Era Nicolas Starkos, el capitán de la Karysta.

Esto sucedía el 27 de octubre. De las informaciones precisas que Henry d'Albaret pudo obtener se deducía que el matrimonio de Nicolas Starkos y Hadjine Elizundo estaba muy próximo, pues los preparativos se llevaban a cabo de forma apresurada. La ceremonia religiosa había sido encargada en la iglesia de San Espiridión para el 30 de aquel mes, es decir, la misma fecha que había sido fijada anteriormente para el matrimonio de Henry d'Albaret. ¡Sólo que el novio ya no sería él! ¡Sería aquel capitán, que venía de no se sabe dónde para ir adonde nadie sabía! Henry d'Albaret, presa de un furor que ya no podía dominar, estaba decidido a provocar a Nicolas Starkos, a ir a buscarlo hasta el pie del altar. ¡Si no lo mataba, Starkos lo mataría a él, pero, por lo menos, habría terminado con aquella situación intolerable! En vano se repetía que, si aquel matrimonio se celebraba, era con el asentimiento de Elizundo. En vano se decía que el que disponía de la mano de Hadjine era su padre.

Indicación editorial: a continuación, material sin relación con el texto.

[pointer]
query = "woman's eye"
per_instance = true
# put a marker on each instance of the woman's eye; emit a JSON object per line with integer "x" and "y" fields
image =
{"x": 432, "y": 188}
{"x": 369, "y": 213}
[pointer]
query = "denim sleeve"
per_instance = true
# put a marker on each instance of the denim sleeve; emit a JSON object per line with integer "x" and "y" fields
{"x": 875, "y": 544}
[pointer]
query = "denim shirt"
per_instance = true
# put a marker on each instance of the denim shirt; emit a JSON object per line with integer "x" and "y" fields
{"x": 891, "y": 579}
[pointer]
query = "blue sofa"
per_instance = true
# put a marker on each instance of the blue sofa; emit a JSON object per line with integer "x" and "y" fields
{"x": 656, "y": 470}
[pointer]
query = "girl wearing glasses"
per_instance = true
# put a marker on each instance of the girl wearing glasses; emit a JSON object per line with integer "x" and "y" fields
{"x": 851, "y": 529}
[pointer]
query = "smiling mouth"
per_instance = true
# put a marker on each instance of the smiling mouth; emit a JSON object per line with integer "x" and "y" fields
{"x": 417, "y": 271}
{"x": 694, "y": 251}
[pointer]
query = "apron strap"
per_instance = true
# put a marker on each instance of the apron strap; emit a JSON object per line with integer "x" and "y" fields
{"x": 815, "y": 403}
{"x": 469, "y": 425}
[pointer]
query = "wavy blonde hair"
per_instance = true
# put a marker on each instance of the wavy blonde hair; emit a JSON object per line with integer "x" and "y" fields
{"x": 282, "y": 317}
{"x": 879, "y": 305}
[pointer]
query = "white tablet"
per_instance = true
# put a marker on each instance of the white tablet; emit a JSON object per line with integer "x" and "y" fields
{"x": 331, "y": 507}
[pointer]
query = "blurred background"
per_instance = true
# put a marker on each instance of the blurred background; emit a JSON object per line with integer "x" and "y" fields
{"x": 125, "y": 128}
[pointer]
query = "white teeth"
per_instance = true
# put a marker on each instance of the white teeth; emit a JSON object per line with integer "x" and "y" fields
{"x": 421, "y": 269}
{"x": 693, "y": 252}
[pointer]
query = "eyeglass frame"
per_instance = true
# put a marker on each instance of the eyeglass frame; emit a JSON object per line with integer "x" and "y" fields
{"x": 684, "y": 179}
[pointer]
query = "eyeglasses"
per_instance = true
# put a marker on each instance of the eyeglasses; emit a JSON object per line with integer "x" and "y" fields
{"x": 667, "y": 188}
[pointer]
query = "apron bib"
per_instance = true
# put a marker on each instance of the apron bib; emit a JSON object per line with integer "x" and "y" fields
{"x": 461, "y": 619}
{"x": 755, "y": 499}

«¡Sí, pero es contra su voluntad!... ¡Se ve obligada a entregarse a ese hombre!... ¡Se sacrifica!» Durante la jornada del 28 de octubre, Henry d'Albaret trató de encontrar a Nicolas Starkos.

Lo acechó en el desembarcadero, lo acechó a la entrada del despacho, pero fue en vano. Y, en dos días, aquel odioso matrimonio se habría realizado, dos días durante los cuales el joven oficial lo intentó todo para llegar hasta la joven o para encontrarse frente a Nicolas Starkos.

Pero, el día 29, hacia las seis de la tarde, se produjo un hecho inesperado que iba a precipitar el desenlace de aquella situación.

A primera hora de la tarde, se difundió el rumor de que el banquero acababa de sufrir una congestión cerebral.

Y, en efecto, dos horas más tarde, Elizundo estaba muerto.